It makes me tired just thinking about it.
Today, I was reading a bit of memoir by Robert Towne about writing his famous movie "Chinatown."
He said it drove him nuts. He retreated to Catalina Island to write most of it. The isolation helped him focus on it and wrestle with it every day.
I was glad to hear it was a beast to write. Made me feel better.
I realized that part of my problem is that I want it to be easy. I don't want to wrestle the 800-lb gorilla.
I want it to be easy like a short story, like "Casualty of War," which won the Random House short fiction award in 1999. That story took me about 20 minutes to write and I was smart enough not to change hardly any of it.
(Here is a link:)
http://www.randomhouse.com/boldtype/contest/0999/sstory1.html
But novel writing is different. Takes me nine or ten months working all day every day to get a first draft and eight or ten years to do the rewrites. Of course I do much line-by-line revising. I should probably follow Borges's advice:
“Perhaps in order to write a really great book, you must be rather unaware of the fact. You can slave away at it and change every adjective to some other adjective, but perhaps you can write better if you leave the mistakes.” – Jorge Luis Borges
Of course being a compulsive rewriter and endless futzer, that is hard for me to do.

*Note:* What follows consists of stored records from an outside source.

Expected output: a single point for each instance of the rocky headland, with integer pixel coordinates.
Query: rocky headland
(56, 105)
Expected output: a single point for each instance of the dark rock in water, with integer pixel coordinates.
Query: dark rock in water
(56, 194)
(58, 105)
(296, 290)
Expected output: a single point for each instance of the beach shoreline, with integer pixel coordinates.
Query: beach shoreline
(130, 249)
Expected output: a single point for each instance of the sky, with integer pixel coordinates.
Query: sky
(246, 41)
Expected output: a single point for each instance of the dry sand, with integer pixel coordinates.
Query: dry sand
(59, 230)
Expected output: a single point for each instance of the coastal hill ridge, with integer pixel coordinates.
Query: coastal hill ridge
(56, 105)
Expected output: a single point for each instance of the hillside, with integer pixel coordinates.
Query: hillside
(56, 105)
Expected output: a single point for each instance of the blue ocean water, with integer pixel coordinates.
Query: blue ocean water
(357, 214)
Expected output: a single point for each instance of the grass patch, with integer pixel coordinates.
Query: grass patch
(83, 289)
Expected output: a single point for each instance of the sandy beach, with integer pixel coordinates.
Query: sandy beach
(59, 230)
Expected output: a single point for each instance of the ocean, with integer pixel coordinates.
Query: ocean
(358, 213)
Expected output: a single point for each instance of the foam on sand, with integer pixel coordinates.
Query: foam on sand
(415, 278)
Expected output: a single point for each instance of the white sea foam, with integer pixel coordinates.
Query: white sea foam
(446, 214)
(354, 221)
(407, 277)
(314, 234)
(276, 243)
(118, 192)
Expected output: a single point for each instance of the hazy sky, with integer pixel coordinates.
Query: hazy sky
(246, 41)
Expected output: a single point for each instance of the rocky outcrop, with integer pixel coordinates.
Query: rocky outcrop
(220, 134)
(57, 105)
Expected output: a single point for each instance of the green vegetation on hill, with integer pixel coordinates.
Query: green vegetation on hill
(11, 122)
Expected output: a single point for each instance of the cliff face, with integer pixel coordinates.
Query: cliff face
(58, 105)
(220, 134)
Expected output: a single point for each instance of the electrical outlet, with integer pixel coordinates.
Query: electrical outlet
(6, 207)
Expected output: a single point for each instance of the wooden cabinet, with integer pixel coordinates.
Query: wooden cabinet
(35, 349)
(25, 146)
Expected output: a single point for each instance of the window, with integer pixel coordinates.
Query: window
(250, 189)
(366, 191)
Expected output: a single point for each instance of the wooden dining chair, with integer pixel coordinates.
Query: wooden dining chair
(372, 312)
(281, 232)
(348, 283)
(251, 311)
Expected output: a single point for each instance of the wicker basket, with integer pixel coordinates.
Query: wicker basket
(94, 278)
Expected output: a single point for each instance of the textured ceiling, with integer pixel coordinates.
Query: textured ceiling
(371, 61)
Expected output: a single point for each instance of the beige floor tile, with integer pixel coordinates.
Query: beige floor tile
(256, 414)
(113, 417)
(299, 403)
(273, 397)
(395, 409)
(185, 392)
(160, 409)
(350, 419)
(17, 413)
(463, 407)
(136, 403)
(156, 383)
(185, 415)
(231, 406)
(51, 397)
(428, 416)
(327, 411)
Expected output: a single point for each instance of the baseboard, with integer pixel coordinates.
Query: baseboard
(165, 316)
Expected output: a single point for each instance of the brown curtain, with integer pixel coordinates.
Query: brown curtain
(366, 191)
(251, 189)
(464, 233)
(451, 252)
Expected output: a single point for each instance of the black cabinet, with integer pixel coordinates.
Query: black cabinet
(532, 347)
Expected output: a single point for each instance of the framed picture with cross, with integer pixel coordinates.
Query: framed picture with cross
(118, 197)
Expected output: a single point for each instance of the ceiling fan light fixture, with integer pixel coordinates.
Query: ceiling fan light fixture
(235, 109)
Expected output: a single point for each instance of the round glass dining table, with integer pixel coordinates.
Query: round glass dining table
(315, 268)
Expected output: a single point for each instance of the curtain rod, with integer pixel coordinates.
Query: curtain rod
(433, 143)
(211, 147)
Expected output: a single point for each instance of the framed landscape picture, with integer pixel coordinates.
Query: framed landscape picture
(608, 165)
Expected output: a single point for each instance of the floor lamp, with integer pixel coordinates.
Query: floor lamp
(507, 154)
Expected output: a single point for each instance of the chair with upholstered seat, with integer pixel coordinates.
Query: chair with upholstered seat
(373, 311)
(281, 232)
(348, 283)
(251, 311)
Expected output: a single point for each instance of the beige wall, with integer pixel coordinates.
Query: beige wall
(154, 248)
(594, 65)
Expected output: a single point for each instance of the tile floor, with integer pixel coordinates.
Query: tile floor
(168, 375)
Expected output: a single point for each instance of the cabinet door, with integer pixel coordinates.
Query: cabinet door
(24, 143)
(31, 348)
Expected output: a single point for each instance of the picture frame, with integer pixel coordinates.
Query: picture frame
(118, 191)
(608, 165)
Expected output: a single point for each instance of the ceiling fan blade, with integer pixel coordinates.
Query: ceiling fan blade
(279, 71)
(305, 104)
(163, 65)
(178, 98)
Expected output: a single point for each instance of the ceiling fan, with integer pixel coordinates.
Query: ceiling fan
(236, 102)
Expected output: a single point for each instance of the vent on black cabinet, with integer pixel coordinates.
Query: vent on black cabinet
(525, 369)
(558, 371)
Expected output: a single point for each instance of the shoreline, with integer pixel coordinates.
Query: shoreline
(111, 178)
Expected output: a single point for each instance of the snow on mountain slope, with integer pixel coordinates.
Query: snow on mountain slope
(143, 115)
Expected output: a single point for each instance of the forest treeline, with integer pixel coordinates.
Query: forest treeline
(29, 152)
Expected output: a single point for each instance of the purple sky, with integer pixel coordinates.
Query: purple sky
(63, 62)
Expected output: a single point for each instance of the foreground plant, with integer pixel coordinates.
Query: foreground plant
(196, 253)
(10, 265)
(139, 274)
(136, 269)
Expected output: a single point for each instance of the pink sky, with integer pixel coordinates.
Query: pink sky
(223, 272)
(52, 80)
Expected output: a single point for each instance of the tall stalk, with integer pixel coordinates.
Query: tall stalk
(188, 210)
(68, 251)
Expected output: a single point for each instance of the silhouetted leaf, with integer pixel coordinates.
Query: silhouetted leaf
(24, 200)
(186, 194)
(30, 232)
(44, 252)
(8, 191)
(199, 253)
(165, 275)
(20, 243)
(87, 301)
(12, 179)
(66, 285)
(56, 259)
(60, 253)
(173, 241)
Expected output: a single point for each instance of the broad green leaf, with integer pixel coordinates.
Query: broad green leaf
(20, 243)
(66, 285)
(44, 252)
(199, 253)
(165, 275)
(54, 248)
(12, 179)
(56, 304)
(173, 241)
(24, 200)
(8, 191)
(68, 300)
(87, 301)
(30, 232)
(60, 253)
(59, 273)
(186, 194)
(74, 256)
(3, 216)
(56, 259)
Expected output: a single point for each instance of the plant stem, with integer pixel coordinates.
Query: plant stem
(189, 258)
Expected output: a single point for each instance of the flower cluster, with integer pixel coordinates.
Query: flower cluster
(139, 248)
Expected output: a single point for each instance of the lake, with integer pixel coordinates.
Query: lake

Anyway, the important thing for me now is to realize that I cannot expect it to be easy. It is going to be hard. As someone once said, "If it was easy, anybody could do it." And as someone else once said, "Nothing great was ever accomplished without enthusiasm."
And courage. You have to have courage to tackle something as big and hairy as this.
Wish me luck. And energy. And perseverance. And guts. And willingness. You have to be willing.